Maybe there were super-civilizations, masters of the Earth and all creation, intelligent, aware, kind, caring, responsible, in harmony with nature and with each other. Enlightened, perfect, and utterly, butterly boring. What more is left to achieve? A perfect civilization will never go beyond it's city, it's kingdom, it's planet at the most.
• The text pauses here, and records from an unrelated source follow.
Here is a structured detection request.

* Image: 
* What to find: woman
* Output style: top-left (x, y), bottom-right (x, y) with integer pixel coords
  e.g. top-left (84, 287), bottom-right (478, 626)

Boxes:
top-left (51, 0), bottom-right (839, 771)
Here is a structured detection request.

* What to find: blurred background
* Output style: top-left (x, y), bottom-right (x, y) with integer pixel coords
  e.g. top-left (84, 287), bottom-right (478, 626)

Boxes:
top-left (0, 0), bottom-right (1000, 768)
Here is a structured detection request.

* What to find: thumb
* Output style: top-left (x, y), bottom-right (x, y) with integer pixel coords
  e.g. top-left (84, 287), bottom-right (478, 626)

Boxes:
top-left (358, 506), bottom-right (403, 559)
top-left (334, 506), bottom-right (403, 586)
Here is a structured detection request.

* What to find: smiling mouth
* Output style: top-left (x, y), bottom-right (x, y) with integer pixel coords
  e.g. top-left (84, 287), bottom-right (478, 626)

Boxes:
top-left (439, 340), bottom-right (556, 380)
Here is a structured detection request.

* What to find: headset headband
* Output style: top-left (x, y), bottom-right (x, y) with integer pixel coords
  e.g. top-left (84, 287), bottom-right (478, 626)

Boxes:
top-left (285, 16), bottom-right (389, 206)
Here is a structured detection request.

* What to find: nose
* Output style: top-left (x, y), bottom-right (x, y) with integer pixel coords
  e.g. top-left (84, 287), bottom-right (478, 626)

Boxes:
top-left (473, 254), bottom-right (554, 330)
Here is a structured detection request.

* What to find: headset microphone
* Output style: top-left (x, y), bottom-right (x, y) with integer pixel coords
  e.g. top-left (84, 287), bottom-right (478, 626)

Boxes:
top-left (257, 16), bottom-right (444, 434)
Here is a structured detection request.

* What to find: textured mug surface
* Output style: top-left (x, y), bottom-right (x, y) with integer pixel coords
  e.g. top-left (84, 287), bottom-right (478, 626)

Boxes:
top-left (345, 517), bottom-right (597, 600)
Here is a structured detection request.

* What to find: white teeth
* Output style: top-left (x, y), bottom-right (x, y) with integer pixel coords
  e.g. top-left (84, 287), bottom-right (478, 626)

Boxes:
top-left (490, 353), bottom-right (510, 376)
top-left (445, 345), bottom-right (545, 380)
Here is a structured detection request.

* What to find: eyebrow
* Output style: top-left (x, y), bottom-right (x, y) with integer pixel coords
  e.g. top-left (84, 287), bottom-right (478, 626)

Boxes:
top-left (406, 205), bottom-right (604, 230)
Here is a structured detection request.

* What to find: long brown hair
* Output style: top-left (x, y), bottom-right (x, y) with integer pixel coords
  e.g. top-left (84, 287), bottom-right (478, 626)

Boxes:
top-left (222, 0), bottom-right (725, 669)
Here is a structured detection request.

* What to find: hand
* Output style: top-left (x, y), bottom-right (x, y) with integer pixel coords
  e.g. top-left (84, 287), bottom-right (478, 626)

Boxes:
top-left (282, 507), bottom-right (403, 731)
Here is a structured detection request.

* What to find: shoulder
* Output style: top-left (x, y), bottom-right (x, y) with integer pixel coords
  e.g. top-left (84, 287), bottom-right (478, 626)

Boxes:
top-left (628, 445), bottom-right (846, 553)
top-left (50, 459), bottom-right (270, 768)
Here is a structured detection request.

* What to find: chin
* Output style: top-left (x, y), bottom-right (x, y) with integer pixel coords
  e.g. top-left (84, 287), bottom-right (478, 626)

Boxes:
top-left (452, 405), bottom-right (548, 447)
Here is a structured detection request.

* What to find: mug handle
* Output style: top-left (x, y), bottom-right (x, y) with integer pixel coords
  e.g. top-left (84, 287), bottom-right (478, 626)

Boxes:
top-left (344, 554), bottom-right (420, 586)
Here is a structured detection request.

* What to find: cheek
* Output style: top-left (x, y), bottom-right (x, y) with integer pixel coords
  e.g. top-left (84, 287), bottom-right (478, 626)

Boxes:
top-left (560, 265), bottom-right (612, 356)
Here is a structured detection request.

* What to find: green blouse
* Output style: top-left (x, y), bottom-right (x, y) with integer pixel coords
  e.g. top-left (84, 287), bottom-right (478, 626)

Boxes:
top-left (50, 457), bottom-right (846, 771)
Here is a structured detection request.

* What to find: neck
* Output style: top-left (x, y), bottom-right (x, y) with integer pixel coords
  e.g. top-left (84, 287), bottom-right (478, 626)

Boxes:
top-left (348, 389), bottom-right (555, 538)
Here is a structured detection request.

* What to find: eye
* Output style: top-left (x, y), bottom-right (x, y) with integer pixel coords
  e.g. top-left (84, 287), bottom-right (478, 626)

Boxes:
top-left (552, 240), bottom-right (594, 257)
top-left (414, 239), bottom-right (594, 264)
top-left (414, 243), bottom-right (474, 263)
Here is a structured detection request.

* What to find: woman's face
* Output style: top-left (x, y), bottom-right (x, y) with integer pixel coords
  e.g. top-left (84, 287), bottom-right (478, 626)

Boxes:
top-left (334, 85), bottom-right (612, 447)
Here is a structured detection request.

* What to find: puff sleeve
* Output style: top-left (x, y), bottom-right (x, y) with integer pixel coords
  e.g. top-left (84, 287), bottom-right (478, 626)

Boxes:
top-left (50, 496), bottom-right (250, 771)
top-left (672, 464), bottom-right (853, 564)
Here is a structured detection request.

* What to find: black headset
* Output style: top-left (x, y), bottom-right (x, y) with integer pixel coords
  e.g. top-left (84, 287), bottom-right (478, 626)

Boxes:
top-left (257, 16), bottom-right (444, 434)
Even planet is unlikely; they will be smart enough to control birthrate, eradicate threats, handle all contingencies. A civilization under constant threat of destruction fights, struggles, spreads, creates backup plans, fallbacks, contingency bases. DNA spreads. Launches generation starships, sets up lunar bases and buried bunkers with hibernating colonists. Reaches for the stars because the planet is on the edge, reaches across galaxies in the face of all-destroying interstellar war, slips into parallel dimensions when the fabric of this reality is likely to be torn.
Perfection is stable. Imperfection, combined with intelligence, explodes like a bomb across creation.
Sweden, with social security, order, sufficiency, and all amenities and comforts has a negative birthrate, because people have all they need. India, with it's near-billion starving and barely able to feed itself, has a population explosion.
A perfect, harmonious civilization, at it's pinnacle with no possibility of a fall, looks like a giant bulls-eye from space, with cosmic arrows all around pointing to it marked Asteroid Strike Here.
Innate imperfection. A flawed human being is unhappy, greedy, fearful... and drives ambition. Knows that life is unstable. Knows he is surrounded by other flawed creatures, by frightening randomness and intransigence. Knows he must amass resources far greater than his immediate need to prepare for this randomness. Establish his escape routes.

And for a gaming God, this is entertainment. Not perfection. Not stability. With an entire universe to explore, why would he tolerate a game protagonist who does not go beyond his own self? Wouldn't it be so much more fun to watch how the randomness manifests in extraordinary leaps of intellect, art, beauty, strength, achievement, skill, discovery... beyond even what He may have originally conceived?
When we do leave the planet, we will meet Others. They will be like us. They will be flawed. Galaxies will sparkle with a million wars, extinctions and escapes, dominions and insurrections, and everything else that is this infinitely varied, kaleidoscopic, random, churning, intoxication explosion called Life.

After all, anything else is so boring, isn't it?